William Taylor (1836 – April 6, 1902) was a Union Army soldier and officer during the American Civil War. He received the Medal of Honor for gallantry during two separate Virginia engagements. The Battle of Front Royal in 1862 and the Battle of Globe Tavern in 1864.

==Civil War service==
Taylor began his military service on May 27, 1861 as a sergeant in Company H of the First Maryland Infantry Regiment. During the Battle of Front Royal with Company H on May 23, 1862, he burned a bridge to block the Confederate advance. His first Medal of Honor was awarded for bravery in this action, in which he was wounded in the right hand. He was promoted to the rank of second lieutenant of Company C in the same regiment on April 12, 1863.
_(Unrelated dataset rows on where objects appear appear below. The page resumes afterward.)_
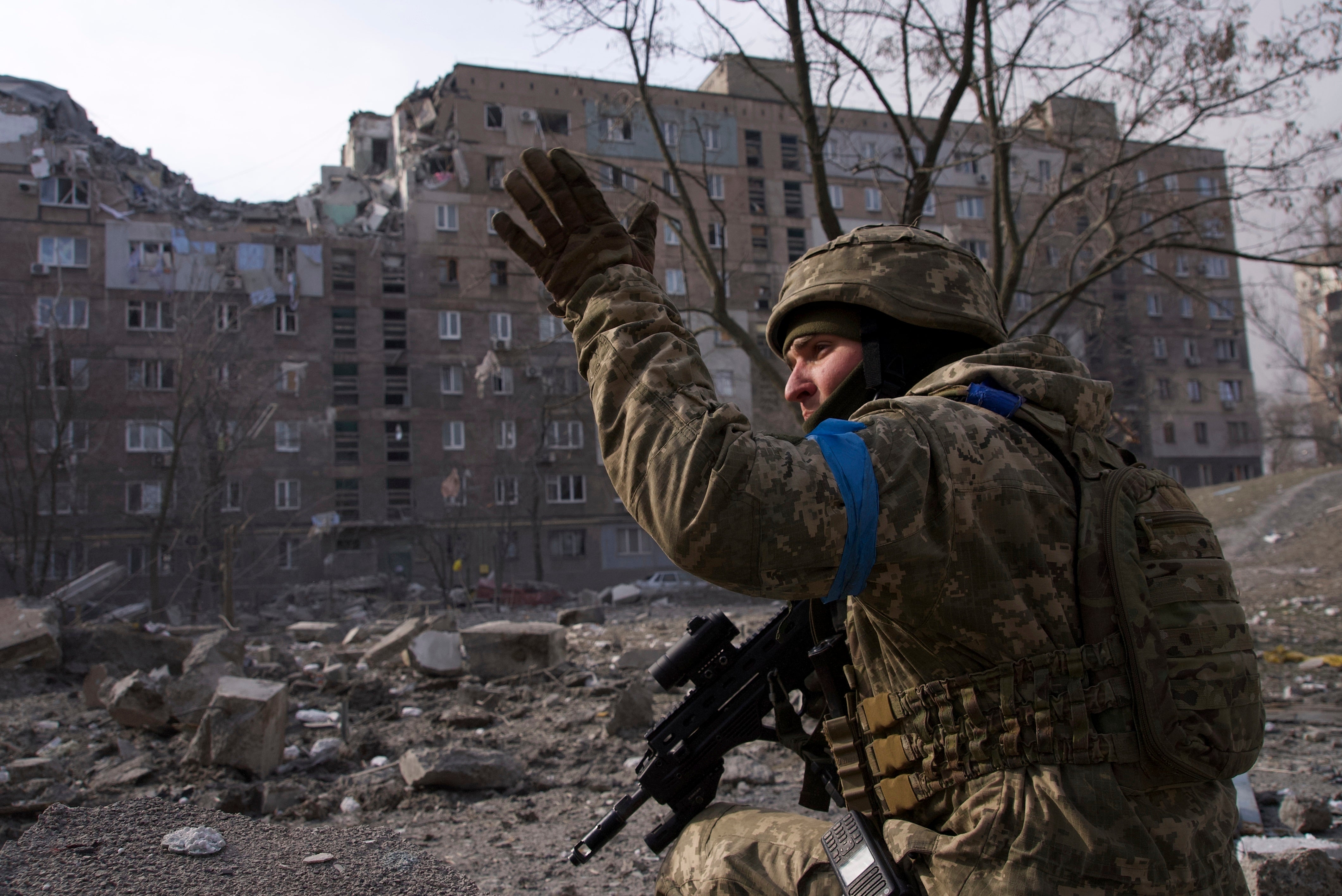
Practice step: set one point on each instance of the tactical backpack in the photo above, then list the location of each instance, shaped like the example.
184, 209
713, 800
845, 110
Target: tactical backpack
1165, 686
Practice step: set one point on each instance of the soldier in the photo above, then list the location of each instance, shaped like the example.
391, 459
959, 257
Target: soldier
957, 545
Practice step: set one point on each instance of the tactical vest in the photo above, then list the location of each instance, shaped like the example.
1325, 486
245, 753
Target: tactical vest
1165, 687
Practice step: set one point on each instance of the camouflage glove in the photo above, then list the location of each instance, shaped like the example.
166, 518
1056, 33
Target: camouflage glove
582, 237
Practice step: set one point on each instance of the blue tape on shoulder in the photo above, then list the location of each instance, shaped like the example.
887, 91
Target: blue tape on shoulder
995, 400
850, 462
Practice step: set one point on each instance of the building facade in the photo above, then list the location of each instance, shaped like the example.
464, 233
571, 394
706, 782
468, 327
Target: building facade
364, 380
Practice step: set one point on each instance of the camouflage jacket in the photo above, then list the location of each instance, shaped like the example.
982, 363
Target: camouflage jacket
976, 565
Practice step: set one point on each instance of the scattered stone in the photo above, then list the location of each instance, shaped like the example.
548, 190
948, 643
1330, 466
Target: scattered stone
579, 615
93, 683
215, 648
243, 726
194, 842
278, 796
467, 718
30, 635
1292, 874
461, 769
744, 769
1304, 815
499, 650
136, 702
394, 642
187, 697
631, 714
435, 652
23, 770
639, 658
324, 632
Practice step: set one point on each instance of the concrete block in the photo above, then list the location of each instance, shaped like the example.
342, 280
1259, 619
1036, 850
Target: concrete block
324, 632
1292, 874
243, 726
437, 652
30, 635
631, 714
190, 695
214, 648
1304, 815
578, 615
497, 650
391, 644
461, 769
136, 702
92, 686
23, 770
639, 658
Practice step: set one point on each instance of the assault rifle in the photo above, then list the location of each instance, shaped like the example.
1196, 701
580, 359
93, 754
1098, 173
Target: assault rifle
726, 709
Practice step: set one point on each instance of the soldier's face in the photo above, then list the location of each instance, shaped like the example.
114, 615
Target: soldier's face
819, 365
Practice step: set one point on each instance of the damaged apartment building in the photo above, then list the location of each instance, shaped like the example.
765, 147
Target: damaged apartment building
364, 380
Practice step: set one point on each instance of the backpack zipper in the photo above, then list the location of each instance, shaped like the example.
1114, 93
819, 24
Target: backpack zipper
1140, 698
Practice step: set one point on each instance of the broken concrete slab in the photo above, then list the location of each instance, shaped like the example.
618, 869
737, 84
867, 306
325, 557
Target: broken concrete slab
323, 632
579, 615
188, 697
391, 644
23, 770
435, 652
137, 702
461, 769
30, 635
215, 648
499, 650
631, 714
243, 726
1292, 874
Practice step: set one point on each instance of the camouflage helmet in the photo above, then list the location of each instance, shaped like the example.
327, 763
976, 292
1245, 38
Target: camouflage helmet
905, 273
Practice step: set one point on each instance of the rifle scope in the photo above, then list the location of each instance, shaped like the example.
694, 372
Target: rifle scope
700, 655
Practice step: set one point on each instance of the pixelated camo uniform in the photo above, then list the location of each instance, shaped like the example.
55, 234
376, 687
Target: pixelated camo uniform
975, 567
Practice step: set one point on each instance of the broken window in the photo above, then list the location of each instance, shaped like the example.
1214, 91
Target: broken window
347, 442
343, 270
756, 194
399, 500
396, 389
394, 274
347, 503
755, 149
496, 170
448, 273
555, 121
345, 384
65, 191
394, 328
344, 331
380, 148
398, 440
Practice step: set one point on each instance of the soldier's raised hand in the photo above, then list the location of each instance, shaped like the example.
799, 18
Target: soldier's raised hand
582, 235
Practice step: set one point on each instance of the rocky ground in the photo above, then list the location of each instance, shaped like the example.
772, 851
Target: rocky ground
561, 725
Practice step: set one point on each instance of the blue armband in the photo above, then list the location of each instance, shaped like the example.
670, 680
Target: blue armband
850, 462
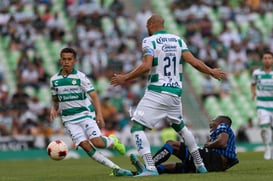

While serving with Company M in the Battle of Globe Tavern on August 19, 1864, Lieutenant Taylor was captured during a reconnaissance mission behind enemy lines. His second Medal of Honor was awarded for this mission. After two months of imprisonment at the Confederate Libby Prison, Taylor and two other officers escaped and rejoined Union forces.

During the Siege of Petersburg, Taylor was shot in the leg on August 14, 1864 while carrying the colors after other standard bearers had fallen to enemy fire. He survived the battle, never fully recovered from the wound.

Taylor became captain of Company E on June 7, 1865 and mustered out with his company on July 2, 1865.

==Medal of Honor citation==
The President of the United States of America, in the name of Congress, takes pleasure in presenting the Medal of Honor to Sergeant & Second Lieutenant William Taylor, United States Army, for extraordinary heroism while serving with Company H, 1st Maryland Infantry as a sergeant, at Front Royal, Virginia, 23 May 1862. William Taylor was painfully wounded while obeying an order to burn a bridge, but, persevering in the attempt, he burned the bridge and prevented its use by the enemy. Later, on 19 August 1864, at Weldon Railroad, Virginia, then a lieutenant serving with Company M, he voluntarily took the place of a disabled officer and undertook a hazardous reconnaissance beyond the lines of the army; was taken prisoner in the attempt."

The Medal of Honor was awarded to Taylor on August 2, 1897.